3D self-assembled VS4 microspheres with high pseudocapacitance as highly efficient anodes for Na-ion batteries

Abstract

Surface structure plays a decisive role in the surface capacity and electrochemical kinetics of rechargeable batteries. Tuning the surface structure of building blocks has been considered to be a new effective strategy to promote the electrochemical performance of 3D self-assembled nanoarchitectures. Herein, VS₄ microspheres assembled from the nano-units with different crystallinities are synthesized via a facile template-free hydrothermal method.

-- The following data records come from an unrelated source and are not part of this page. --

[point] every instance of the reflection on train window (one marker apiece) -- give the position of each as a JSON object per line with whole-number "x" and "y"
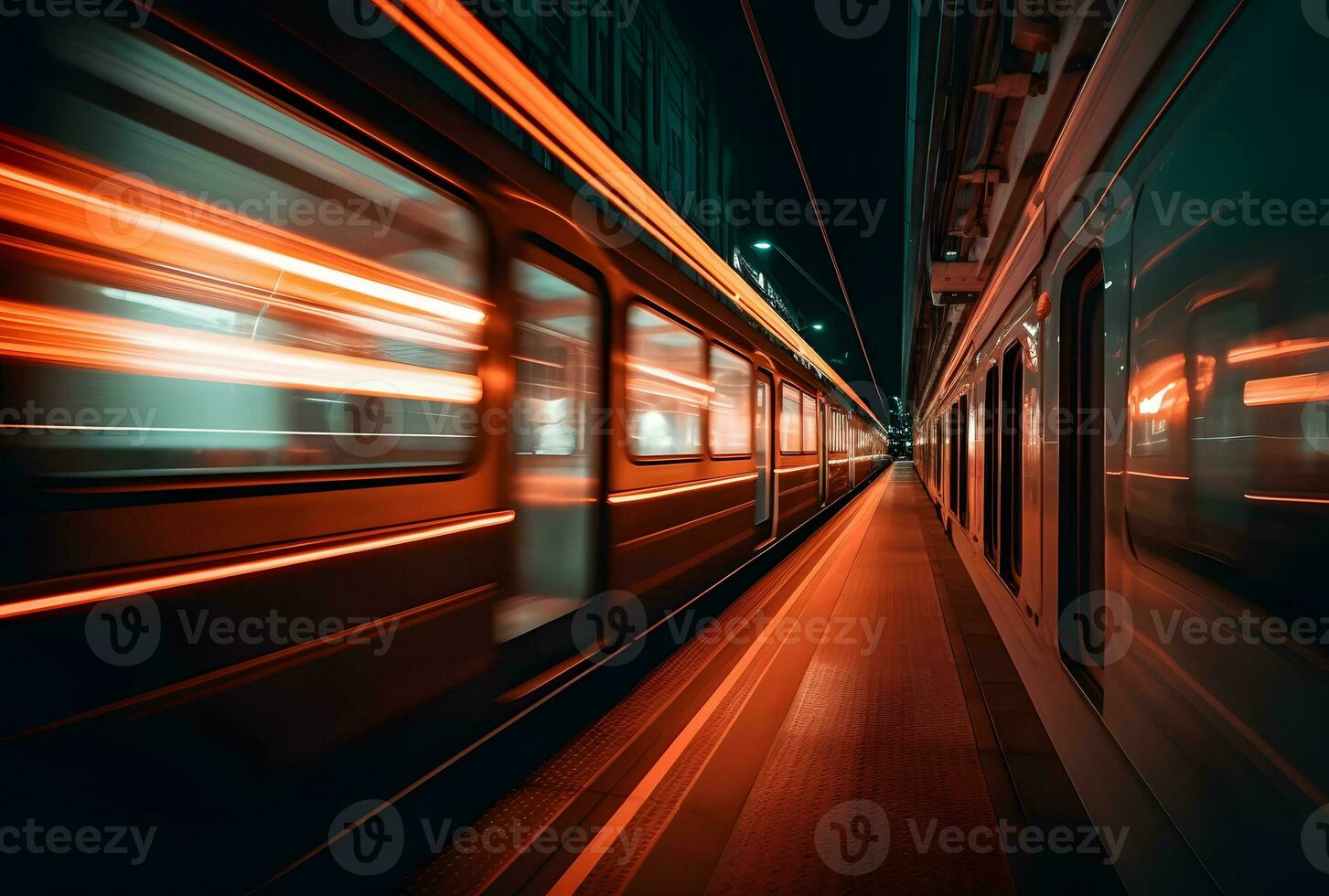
{"x": 557, "y": 357}
{"x": 1237, "y": 459}
{"x": 557, "y": 363}
{"x": 258, "y": 296}
{"x": 666, "y": 386}
{"x": 791, "y": 421}
{"x": 809, "y": 424}
{"x": 731, "y": 406}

The results show that the electrochemical performance of VS₄ microspheres as anode materials for sodium-ion batteries (SIBs) largely depends on their crystallinity, and a VS₄ electrode with the lowest crystallinity delivers a high reversible capacity of 412 mA h g⁻¹ at 0.2 A g⁻¹ after 230 cycles and that of 345 and 293 mA h g⁻¹ even at 1.0 and 2.0 A g⁻¹, respectively. The insertion mechanism is revealed within the selected voltage window of 0.50–3.00 V. Further analysis suggests that decreasing the crystallinity of the nano-units can dramatically enhance the pseudocapacitive behavior of VS₄ microspheres, which takes the main responsibility for the improvement of sodium storage properties. This work can provide a new insight for the exploration and design of high-performance anodes for SIBs.